The Desktop adapter also does not expose HTTP addAsync, addAndWait, or
events: it performs an already-distilled infer=false local write in one CLI
call. Async inference belongs to Cloud and self-hosted HTTP deployments, where
an LLM worker and durable task store are configured.
Backup and restore
Desktop Settings can export one portable .fishmem.json namespace snapshot.
The file contains canonical memories, history, entities, associations,
documents, operations, and events. Vector and sidecar projections are marked
for rebuild rather than treated as portable authority.

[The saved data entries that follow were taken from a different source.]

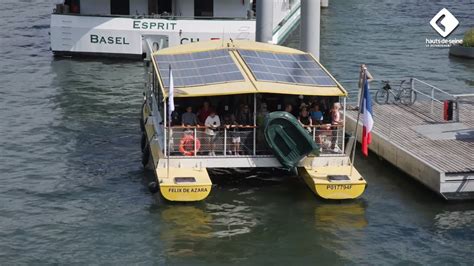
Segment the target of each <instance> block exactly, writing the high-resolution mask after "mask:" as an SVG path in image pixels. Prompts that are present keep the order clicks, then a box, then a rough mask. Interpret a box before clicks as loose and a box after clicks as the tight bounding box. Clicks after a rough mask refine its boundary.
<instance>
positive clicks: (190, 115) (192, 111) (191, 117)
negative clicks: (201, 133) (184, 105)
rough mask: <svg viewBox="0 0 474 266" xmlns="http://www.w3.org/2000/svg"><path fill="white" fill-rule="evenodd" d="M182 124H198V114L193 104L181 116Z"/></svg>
mask: <svg viewBox="0 0 474 266" xmlns="http://www.w3.org/2000/svg"><path fill="white" fill-rule="evenodd" d="M181 125H182V126H183V127H189V126H192V127H195V126H197V125H198V120H197V116H196V114H194V113H193V108H192V107H191V106H188V107H186V113H184V114H183V115H182V116H181Z"/></svg>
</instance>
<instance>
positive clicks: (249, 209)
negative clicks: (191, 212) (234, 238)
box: [207, 203, 258, 238]
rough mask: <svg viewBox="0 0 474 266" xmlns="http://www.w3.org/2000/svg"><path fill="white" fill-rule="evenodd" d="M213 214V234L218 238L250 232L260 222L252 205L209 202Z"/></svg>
mask: <svg viewBox="0 0 474 266" xmlns="http://www.w3.org/2000/svg"><path fill="white" fill-rule="evenodd" d="M207 209H208V210H209V212H210V213H211V214H212V216H213V223H212V226H213V228H214V232H213V235H214V236H215V237H218V238H223V237H232V236H236V235H242V234H246V233H250V232H251V229H252V228H253V227H255V226H256V225H257V224H258V221H257V218H256V217H255V216H254V215H253V213H254V212H255V211H254V210H253V209H252V208H251V207H250V206H245V205H235V204H228V203H226V204H208V205H207Z"/></svg>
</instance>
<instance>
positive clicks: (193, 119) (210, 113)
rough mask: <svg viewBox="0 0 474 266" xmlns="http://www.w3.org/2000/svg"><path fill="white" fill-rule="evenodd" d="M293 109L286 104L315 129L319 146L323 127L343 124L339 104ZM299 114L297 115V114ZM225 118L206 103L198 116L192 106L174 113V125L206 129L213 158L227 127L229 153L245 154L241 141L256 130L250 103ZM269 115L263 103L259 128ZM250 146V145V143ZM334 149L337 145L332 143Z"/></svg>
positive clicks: (228, 152)
mask: <svg viewBox="0 0 474 266" xmlns="http://www.w3.org/2000/svg"><path fill="white" fill-rule="evenodd" d="M295 109H296V108H293V105H292V104H286V105H285V108H284V110H285V111H286V112H289V113H291V114H293V115H295V116H296V117H297V118H298V121H299V122H300V123H301V124H302V125H303V126H305V127H306V128H307V130H308V132H312V130H315V135H316V138H317V141H318V142H319V143H321V142H322V140H321V136H322V135H324V130H322V129H323V128H325V129H326V131H328V130H331V129H335V128H336V126H337V125H340V124H341V123H342V119H341V114H340V109H341V105H340V104H339V103H334V104H333V105H332V108H329V104H328V102H327V101H326V100H320V101H316V100H315V101H313V102H312V103H310V104H307V103H305V102H301V103H300V105H299V108H297V109H296V110H295ZM295 111H296V112H295ZM222 113H223V114H222V120H221V117H220V116H219V115H218V114H217V112H216V110H215V109H214V108H213V107H212V106H211V105H210V104H209V102H208V101H204V102H203V104H202V106H201V108H200V109H199V110H198V111H197V113H194V112H193V107H192V106H187V107H186V112H184V113H183V114H182V115H181V119H179V114H178V113H177V112H174V113H173V114H172V125H173V126H182V127H185V128H189V129H185V130H184V132H185V133H186V132H188V133H190V132H191V130H190V129H191V128H195V127H204V128H205V130H204V132H205V135H206V144H207V147H208V148H207V149H206V151H209V155H210V156H215V155H216V154H215V150H216V142H217V139H218V136H220V137H222V136H221V135H219V129H221V128H222V127H224V128H225V129H226V130H227V132H228V133H227V134H228V135H227V136H228V137H229V138H230V139H231V143H229V142H228V145H230V147H228V148H227V149H226V150H227V153H228V154H233V155H240V154H243V153H244V149H241V142H245V141H247V140H248V138H245V139H244V140H242V137H243V136H248V134H249V132H250V131H252V130H253V125H254V117H253V113H252V112H251V110H250V108H249V105H248V104H240V105H239V107H238V108H237V110H236V111H235V112H231V111H228V110H227V108H226V111H224V112H222ZM268 113H269V110H268V108H267V104H266V103H265V102H261V103H260V104H259V108H258V111H257V113H256V119H257V120H256V125H257V126H258V127H259V128H262V125H263V122H264V118H265V116H266V115H267V114H268ZM334 131H335V130H333V132H332V133H325V134H326V135H331V136H332V135H333V133H334ZM257 138H259V140H258V141H259V142H260V141H261V140H262V139H261V138H262V134H261V132H257ZM249 144H250V143H249ZM331 146H334V145H333V144H331Z"/></svg>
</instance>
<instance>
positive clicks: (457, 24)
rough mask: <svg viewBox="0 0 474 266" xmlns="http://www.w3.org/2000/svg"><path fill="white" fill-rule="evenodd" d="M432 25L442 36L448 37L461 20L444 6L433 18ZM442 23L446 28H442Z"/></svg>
mask: <svg viewBox="0 0 474 266" xmlns="http://www.w3.org/2000/svg"><path fill="white" fill-rule="evenodd" d="M438 22H439V24H438ZM430 25H431V27H433V29H435V31H437V32H438V33H439V35H441V37H443V38H446V37H447V36H448V35H449V34H451V32H453V30H454V29H455V28H456V27H457V26H458V25H459V21H458V20H457V19H456V17H455V16H454V15H453V14H451V12H449V11H448V10H447V9H446V8H443V9H441V10H440V11H439V12H438V14H436V15H435V16H434V17H433V18H432V19H431V21H430ZM440 25H441V26H443V27H444V29H442V28H441V27H440Z"/></svg>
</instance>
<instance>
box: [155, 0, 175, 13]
mask: <svg viewBox="0 0 474 266" xmlns="http://www.w3.org/2000/svg"><path fill="white" fill-rule="evenodd" d="M172 2H173V1H172V0H158V14H163V13H168V14H171V11H172Z"/></svg>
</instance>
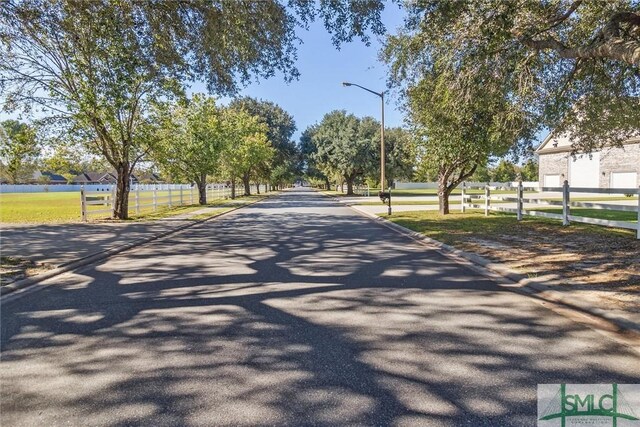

Restore requires typing RESTORE. Desktop validates the complete snapshot
before purging current data, retains a pre-restore snapshot, and attempts an
automatic rollback if import fails. Backup writes use a temporary file plus an
atomic rename and user-only file permissions.
The machine bridge exposes the same format for automation:
fishmem call exportSnapshot
# Import requires an empty namespace and an idempotency key.
fishmem call importSnapshot --input-stdin
# Replacement requires { "snapshot": ..., "confirm": "RESTORE" }.
fishmem call restoreSnapshot --input-stdinPrefer the Settings file picker for routine backup and recovery; the CLI calls are intended for controlled automation that already validates its JSON input.